You're welcome. Now why don't you tell me that I'm "alienated from nature" because I worship the "Jew G-d" and that only atheist materialists like you believe in the utter meaninglessness of everything have the right to feel awe of nature. I didn't know Ayn Rand was a bird watcher.
Kindly make a personal contribution to the Voluntary Human Extinction Movement. Either that or go stick your head in some man-made concrete building and leave the contemplation of Nature to those of us who know it's all in the Torah.

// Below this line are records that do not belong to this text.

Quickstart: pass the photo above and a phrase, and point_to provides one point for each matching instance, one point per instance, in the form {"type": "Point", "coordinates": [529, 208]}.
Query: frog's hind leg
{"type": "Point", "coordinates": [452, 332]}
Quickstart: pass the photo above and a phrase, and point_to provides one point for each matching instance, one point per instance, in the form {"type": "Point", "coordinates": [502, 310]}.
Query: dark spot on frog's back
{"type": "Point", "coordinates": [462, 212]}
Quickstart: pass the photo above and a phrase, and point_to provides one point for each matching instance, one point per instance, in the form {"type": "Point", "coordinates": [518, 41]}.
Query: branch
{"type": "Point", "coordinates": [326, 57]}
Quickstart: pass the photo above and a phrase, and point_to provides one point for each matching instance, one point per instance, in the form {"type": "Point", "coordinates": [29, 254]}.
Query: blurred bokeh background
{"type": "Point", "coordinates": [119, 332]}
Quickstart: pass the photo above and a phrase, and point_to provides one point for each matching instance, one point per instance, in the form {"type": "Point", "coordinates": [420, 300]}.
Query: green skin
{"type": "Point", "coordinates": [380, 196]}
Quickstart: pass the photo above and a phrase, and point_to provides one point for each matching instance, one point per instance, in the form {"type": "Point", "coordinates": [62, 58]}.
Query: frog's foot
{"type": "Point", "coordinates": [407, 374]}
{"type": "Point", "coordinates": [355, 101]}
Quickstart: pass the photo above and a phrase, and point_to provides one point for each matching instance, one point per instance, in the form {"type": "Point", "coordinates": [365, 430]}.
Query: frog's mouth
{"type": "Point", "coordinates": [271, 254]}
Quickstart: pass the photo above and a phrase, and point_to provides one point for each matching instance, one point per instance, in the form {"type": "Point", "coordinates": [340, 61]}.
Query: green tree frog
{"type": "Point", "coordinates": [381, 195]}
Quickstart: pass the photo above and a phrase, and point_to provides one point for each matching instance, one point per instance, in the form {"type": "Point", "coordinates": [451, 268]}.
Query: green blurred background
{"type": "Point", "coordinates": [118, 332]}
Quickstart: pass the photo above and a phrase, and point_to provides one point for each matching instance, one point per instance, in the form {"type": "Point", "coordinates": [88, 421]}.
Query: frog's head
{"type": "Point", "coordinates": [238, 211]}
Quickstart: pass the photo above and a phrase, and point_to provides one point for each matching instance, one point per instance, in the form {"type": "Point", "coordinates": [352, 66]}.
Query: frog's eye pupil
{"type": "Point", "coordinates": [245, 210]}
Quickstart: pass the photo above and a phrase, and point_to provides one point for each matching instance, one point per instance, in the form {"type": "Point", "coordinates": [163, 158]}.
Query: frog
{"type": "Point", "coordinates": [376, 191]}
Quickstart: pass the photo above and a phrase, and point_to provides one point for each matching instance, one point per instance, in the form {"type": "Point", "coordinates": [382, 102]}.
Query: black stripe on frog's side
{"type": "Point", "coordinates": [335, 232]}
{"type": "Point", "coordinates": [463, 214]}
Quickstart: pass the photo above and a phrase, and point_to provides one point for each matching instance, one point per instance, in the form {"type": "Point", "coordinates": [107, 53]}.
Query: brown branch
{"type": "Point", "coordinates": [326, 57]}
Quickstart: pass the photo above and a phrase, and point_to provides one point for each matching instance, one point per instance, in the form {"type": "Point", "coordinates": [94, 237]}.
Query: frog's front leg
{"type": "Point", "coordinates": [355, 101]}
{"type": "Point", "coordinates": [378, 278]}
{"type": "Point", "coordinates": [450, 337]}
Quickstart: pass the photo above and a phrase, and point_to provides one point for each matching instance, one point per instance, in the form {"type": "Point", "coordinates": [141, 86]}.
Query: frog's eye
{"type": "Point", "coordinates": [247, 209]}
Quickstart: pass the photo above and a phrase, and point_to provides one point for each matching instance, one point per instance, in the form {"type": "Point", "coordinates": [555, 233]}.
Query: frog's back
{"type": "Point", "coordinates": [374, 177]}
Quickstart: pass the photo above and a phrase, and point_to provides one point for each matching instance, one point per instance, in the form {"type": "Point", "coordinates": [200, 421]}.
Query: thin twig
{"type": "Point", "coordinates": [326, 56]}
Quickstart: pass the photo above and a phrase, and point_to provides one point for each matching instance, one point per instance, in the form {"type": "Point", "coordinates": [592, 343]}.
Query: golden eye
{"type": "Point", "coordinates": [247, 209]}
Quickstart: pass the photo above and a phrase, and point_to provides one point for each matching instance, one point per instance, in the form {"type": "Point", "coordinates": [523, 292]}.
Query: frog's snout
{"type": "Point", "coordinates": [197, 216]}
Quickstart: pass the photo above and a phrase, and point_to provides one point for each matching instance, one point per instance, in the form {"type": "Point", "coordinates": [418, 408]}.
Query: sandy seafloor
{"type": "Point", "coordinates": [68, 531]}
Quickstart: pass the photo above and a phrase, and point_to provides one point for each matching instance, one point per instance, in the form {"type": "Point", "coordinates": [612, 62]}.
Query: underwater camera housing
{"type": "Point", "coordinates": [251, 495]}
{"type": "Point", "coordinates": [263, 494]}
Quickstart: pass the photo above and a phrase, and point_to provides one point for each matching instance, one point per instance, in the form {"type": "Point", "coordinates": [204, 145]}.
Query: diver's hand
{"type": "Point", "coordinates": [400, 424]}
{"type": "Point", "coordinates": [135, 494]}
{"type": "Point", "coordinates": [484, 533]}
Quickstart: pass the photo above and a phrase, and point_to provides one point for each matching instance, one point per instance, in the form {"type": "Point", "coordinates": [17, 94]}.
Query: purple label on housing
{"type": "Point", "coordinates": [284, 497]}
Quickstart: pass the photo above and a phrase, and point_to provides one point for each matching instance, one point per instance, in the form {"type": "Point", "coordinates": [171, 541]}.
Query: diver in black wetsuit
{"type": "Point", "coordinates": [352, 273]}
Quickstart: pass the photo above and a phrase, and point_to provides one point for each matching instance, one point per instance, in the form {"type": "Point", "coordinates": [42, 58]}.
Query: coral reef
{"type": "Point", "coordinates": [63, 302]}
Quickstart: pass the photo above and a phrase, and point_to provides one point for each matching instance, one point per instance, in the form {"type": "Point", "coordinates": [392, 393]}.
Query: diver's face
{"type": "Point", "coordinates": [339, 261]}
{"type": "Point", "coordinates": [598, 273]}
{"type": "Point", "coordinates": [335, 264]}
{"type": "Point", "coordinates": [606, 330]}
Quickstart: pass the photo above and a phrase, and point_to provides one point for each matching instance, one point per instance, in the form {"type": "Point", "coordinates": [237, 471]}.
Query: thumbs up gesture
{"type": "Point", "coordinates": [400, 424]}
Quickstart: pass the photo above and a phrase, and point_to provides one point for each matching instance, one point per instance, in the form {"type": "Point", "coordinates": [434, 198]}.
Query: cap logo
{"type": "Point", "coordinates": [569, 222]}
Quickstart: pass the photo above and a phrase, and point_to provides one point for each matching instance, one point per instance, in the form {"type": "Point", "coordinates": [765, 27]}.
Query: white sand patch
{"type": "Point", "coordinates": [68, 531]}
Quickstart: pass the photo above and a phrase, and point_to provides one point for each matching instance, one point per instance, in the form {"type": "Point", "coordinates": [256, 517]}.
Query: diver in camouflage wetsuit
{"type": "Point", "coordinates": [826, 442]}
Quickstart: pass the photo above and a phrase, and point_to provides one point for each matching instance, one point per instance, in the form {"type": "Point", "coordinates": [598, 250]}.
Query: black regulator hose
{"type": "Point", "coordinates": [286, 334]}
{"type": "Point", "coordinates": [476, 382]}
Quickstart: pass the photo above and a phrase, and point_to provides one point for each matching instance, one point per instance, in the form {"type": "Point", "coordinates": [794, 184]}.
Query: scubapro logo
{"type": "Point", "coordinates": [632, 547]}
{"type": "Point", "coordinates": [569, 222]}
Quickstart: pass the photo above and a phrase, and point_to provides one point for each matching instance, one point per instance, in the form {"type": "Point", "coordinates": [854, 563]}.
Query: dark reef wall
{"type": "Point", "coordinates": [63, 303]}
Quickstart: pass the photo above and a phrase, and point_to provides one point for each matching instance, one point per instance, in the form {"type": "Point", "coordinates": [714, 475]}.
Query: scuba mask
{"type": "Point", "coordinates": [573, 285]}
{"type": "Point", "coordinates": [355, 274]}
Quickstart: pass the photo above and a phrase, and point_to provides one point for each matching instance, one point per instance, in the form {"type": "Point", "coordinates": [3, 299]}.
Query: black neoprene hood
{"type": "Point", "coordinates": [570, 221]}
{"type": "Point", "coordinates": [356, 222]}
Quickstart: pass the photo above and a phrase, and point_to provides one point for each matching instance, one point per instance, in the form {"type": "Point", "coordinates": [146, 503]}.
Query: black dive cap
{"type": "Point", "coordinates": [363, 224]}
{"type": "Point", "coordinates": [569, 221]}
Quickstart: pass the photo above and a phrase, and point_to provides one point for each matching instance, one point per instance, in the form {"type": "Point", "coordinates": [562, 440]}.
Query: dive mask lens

Great posts all. I have been trying to dispell the environmentalist wacko label for some time here. It's seems the majority of conservatives have taken a reactionary position that I would expect from liberals on environmental issues. Its not enough to just say that bigger government, more rules, and more regulations aren't the answer to our environmental problems, conservatives have to go out and try to say there are no environmental problems.
Let me know if you want on my Enviro-Con ping list!
I don't see them often, but I hear them. Once you hear them you don't forget.
They're common in North florida because it only takes a couple of decades to get "old growth". What that means to a woodpecker seems to be trees with diseased limbs. You get that here because lightening strips away a lot of tree bark, leaving openings for bugs and such.
I see a Pileated in my yard just about every week. I wonder why they are not extinct?
I don't see them often, but I hear them. Once you hear them you don't forget.
We have pileateds here too. I love to hear them. They sound like a Tarzan movie.
Ironically, the call of the ivory billed (an old recording of which can be found online) doesn't sound nearly as exotic.
Doubtful the bird was one of these. We call them "cock-of-the-woods" here.
I wonder if he'll be chattering that mindless clap if the honeybee becomes extinct..... Honey bees are lucky to have lived this long. They are not a native species, anyways.